I suggest that a few TableCollection functions, which act to modify the tables in-place, should return a standard "TableIdMaps" object, with properties sites, mutations, individuals, populations, migrations, and nodes - but not edges. If any of these are None, it indicates a 1:1 mapping. The justification for omitting edges is that the edge ID is rarely used, and rather impermanent (e.g. an edge can be split or merged, losing its identity).

In the long term, we might want to return a TableIdMaps object from simplify too, but we can cross that bridge when we come to it.

petrelharp commented 3 years ago

This could save some headaches, for sure. I keep wondering if there's a simpler way to do this - for instance, data frame manipulation functions in R don't do this for you, so the standard thing to do is to add a new column that's the ID before doing the rearrangment. One could do this with metadata, but not without messing up existing metadata. Sites have a unique key already: their position; but other things don't. So, if you've got a good use case, then I agree, this is probably worth the fuss.

I think including edges as well is a good idea - it doesn't hurt and might be useful - for instance, a method that split edges (#1469) might use this to tell you which old edges corresponded to which new edges. Hm - but, I guess this raises the question of whether this is an old->new map or new->old map, since split edges would need a new->old map, but something that merges edges, if it returned this information, would need it the other way. Which it is could depend on the method?

hyanwong commented 3 years ago

I'm still not convinced about including edges - it's the biggest of the tables, and the IDs are not usually meaningful for most users. We could leave it off for the time being but note that if there is sufficient demands we could consider including it.

Either way, probably something to discuss when Jerome is back in action.

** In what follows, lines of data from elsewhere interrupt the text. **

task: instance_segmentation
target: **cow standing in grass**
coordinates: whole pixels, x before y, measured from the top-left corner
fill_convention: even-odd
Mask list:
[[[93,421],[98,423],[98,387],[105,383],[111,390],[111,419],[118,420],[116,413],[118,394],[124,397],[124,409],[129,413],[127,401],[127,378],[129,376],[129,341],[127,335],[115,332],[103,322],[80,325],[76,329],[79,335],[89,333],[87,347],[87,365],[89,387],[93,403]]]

jeromekelleher commented 3 years ago

I think excluding edges would be a premature optimisation - relative to whatever we've already done, and extra array of |edge table| would be negligible.

hyanwong commented 3 years ago

I belated realised that I don't actually need this for the drawing bug #1477 , as all I need in that case is the offsets, which are easily calculated (#1478 ). So there's now no urgency for this functionality from me, but I think it would be generally useful anyway, and probably worth leaving this issue open - perhaps deferred to a later tskit release?

jeromekelleher commented 3 years ago

OK, SGTM. I'll leave it to @benjeffery to do the appropriate issue classification.

benjeffery commented 3 years ago

I've added this to "upcoming" for now. It seems a good idea to survey all the table modification methods to see how this proposal would work - for example to check all the methods track the ids as there is no way under the current proposal for a method to communicate that it re-ordered but that it doesn't know the mapping.

@petrelharp's suggesting of using the metadata is interesting - I guess you would save the old metadata, replace with a column of old ids, then write back the re-rodered metadata after. This method could wrap any table modification method that copied rows.